Be selective. You don’t have to write down every single thing you do during the day, only those tasks that bring you closer to your goal. “What you choose to write down depends on what you value,” says Choi. If your goal is to write a book, your done list would include all of the writing and research progress you made during the day, but wouldn’t include bookkeeping tasks, calling your child’s teacher or cleaning out your desk as those things aren’t moving you any closer to your goal.

Write down what you get done as soon as you do it. Progress is a powerful tool to the brain. Simply writing down a few small accomplishments can motivate you to do more.

Ask questions that cause you to reflect. Asking questions is a great way to help you focus your done list. Some questions include: What progress did I make on (x project) today? What impacted my progress? How can I turn negatives (for example, interruptions) into progress tomorrow? What did I learn today that I can use to further (x project)?

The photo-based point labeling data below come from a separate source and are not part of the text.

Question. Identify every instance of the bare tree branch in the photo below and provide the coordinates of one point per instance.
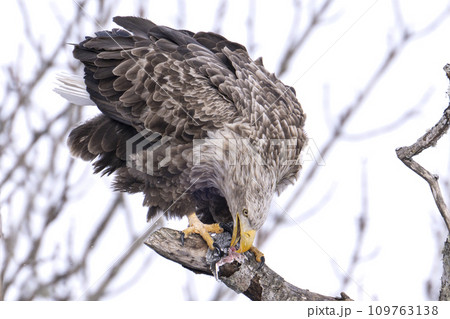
(405, 154)
(430, 138)
(257, 283)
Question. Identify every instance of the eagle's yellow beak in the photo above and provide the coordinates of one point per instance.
(240, 232)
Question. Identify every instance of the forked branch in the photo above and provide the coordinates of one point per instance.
(430, 138)
(405, 154)
(257, 283)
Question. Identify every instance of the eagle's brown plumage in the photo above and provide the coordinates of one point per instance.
(188, 92)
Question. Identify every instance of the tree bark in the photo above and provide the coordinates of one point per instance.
(247, 277)
(405, 154)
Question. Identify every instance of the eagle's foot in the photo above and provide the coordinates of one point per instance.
(258, 255)
(197, 227)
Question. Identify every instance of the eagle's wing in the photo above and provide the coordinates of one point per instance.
(167, 81)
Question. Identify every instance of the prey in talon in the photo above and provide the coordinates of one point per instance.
(191, 121)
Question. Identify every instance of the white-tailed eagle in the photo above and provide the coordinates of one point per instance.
(213, 134)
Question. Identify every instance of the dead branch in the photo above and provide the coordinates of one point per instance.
(257, 283)
(405, 154)
(430, 138)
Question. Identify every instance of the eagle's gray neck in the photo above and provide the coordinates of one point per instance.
(233, 165)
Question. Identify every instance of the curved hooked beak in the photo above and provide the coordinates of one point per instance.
(242, 233)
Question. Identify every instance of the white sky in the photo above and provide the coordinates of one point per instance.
(400, 245)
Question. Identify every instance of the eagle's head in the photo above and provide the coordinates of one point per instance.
(250, 189)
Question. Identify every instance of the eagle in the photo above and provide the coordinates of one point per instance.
(189, 120)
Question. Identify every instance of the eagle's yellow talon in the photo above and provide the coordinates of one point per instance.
(197, 227)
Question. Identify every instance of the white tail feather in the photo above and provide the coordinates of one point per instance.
(72, 88)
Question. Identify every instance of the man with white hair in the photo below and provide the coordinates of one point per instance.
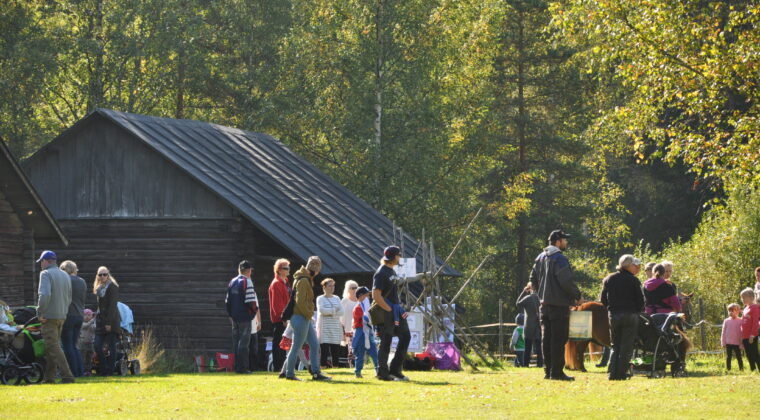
(624, 300)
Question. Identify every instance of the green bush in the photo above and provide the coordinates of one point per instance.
(719, 260)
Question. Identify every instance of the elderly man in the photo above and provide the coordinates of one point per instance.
(52, 309)
(622, 295)
(557, 290)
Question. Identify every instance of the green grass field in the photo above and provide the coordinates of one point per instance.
(708, 393)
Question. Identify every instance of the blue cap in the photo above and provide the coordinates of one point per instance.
(390, 253)
(47, 255)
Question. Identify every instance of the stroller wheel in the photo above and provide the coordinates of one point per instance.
(10, 375)
(34, 375)
(134, 367)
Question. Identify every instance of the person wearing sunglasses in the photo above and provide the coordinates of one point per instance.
(279, 297)
(107, 320)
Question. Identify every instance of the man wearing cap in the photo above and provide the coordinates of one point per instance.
(53, 306)
(242, 307)
(557, 292)
(622, 295)
(385, 284)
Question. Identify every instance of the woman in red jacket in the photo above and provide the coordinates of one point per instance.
(279, 296)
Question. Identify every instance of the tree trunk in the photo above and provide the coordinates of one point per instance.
(95, 98)
(522, 121)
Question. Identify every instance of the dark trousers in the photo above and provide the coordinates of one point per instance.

Use a done list to complement your to-do list. Choi doesn’t advocate replacing the to-do list with a done list, but using each to complement the other. “You get the forward-looking planning stuff of the to-do list and then you also get your progress report with the done list,” she says. iDoneThis’ e-book also contains tips for making the to-do list more effective including splitting tasks up into smaller steps so they’re easier to get through, assigning due dates or times so tasks don’t spill over into the next day or week, and considering what will distract you from the items on your list before writing them down. Making a lengthy to-do list on a day when you have a full schedule of back-to-back meetings means the list will only be a source of anxiety as you continually glance at a long list of things yet to be accomplished. Selecting the top two or three priorities can help your day seem more manageable and focused.